Grazie alla segnalazione dell’amico di vecchia data Gianluca Punzi (aka il Barbarossa), ho avuto l’onore di partecipare come relatore in un workshop avanzato, dedicato alla SEO, andato in sold-out neanche fosse stato il numero di Capitan America dove si scopre che è un agente dell’H.Y.D.R.A.

L’evento, al quale hanno partecipato oltre 800 persone, oltre a una location inusuale ha per me stabilito un altro particolare risultato: essere utile non soltanto per il networking – ragione fondante per appuntamenti come questo – ma anche per la qualità degli interventi, non mere markette come si sta vedendo nell’ultimo periodo: sentire parlare sul palco professionisti del calibro di Francesco Chiappini e Ruben Vezzoli (per citare chi non avevo mai incrociato dal vivo) è davvero formativo. Per fare ordine, un piccolo elenco di cosa ho imparato da questa esperienza.

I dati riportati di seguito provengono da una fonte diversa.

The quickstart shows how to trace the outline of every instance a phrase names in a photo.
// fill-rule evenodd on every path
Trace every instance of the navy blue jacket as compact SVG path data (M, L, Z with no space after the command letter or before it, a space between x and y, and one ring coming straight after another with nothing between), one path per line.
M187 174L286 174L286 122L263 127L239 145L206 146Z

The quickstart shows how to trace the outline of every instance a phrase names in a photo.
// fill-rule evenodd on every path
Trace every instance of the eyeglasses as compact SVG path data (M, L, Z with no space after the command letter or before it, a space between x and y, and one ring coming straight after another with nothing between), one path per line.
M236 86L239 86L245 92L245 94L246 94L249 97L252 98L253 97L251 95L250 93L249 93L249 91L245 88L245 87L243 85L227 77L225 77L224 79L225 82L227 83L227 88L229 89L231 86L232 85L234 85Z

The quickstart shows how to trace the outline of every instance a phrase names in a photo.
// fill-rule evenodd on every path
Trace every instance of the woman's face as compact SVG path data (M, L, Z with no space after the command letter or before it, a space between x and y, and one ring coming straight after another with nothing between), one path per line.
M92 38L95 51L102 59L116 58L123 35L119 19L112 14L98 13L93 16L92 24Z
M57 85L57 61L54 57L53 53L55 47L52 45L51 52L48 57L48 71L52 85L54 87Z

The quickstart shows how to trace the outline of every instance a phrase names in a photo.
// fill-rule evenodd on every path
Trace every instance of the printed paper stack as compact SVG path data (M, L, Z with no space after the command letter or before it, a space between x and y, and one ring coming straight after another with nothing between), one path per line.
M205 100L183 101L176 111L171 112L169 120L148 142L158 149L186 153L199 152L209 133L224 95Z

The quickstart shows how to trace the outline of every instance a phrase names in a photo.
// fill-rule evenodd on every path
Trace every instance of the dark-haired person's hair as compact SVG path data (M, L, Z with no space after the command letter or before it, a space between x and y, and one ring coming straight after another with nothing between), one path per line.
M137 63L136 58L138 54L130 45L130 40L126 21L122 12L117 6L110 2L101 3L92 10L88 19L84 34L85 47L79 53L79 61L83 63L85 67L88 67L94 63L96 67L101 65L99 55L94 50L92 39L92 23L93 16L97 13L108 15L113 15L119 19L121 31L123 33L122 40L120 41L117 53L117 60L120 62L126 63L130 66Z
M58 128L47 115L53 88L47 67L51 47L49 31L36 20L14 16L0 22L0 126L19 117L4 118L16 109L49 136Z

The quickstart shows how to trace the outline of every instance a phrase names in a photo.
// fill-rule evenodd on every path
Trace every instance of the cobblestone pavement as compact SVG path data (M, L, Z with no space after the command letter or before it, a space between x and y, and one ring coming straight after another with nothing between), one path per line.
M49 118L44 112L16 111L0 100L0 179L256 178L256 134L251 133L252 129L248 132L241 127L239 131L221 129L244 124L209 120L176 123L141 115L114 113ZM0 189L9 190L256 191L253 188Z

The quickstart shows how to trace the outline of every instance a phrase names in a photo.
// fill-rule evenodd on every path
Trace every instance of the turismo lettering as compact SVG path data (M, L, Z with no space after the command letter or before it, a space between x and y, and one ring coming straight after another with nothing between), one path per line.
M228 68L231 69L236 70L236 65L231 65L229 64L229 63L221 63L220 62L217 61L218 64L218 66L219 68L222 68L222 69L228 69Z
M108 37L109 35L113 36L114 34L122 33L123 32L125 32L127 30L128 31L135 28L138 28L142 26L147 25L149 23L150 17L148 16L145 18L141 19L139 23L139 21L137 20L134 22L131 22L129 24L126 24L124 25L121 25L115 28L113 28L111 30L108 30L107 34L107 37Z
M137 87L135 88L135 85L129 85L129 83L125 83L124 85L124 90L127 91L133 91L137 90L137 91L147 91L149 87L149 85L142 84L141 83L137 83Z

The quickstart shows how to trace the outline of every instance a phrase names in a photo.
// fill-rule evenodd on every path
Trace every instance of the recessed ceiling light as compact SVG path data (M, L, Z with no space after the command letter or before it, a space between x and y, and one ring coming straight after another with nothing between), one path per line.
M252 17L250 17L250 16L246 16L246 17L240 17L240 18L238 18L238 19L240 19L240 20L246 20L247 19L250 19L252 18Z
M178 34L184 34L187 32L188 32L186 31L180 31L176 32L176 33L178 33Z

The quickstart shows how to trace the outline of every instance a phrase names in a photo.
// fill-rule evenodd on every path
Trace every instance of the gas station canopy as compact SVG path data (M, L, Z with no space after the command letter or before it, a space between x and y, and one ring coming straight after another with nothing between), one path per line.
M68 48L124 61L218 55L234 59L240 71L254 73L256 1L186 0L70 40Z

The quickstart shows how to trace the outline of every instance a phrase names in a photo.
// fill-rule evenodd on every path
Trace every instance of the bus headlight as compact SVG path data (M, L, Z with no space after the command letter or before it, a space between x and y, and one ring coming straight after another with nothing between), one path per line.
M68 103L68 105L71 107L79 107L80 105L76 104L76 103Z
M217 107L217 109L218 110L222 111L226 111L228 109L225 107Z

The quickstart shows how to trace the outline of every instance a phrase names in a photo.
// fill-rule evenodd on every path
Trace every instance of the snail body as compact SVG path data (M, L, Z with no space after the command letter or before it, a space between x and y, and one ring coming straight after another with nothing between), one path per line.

Cosa ho imparato da Ecommerce Hub 2017

  • Tirare su un evento simile, come hanno fatto Alfonso Annunziata e Giuseppe Noschese, mixato un altissimo livello di organizzazione con l’accoglienza tipica campana è qualcosa di davvero MARVEL. Per me, sono diventati il punto di riferimento su come dev’essere ideato un appuntamento simile.
  • Matteo Zambon, oltre ad essere l’uomo del Tag Manager (quanta roba!), ha dei capelli invidiati persino da Thor.
  • Jacopo Mele, oltre a essere essere stato (insieme all’elegantissima Valentina Sala) il maestro di cerimonia di Ecommerce Hub, è fatto di energia pura. Probabilmente ha incastonata una Gemma dell’infinito se no non si spiega.
  • Con gli Ivani (Di Biasi e Cutolo) la SEO in Campania è sempre in buone mani. E fa anche rima.
  • Arrivare sulla stampa “generalista” grazie al proprio operato (ed essere in minima parte citato) è sempre una bella soddisfazione.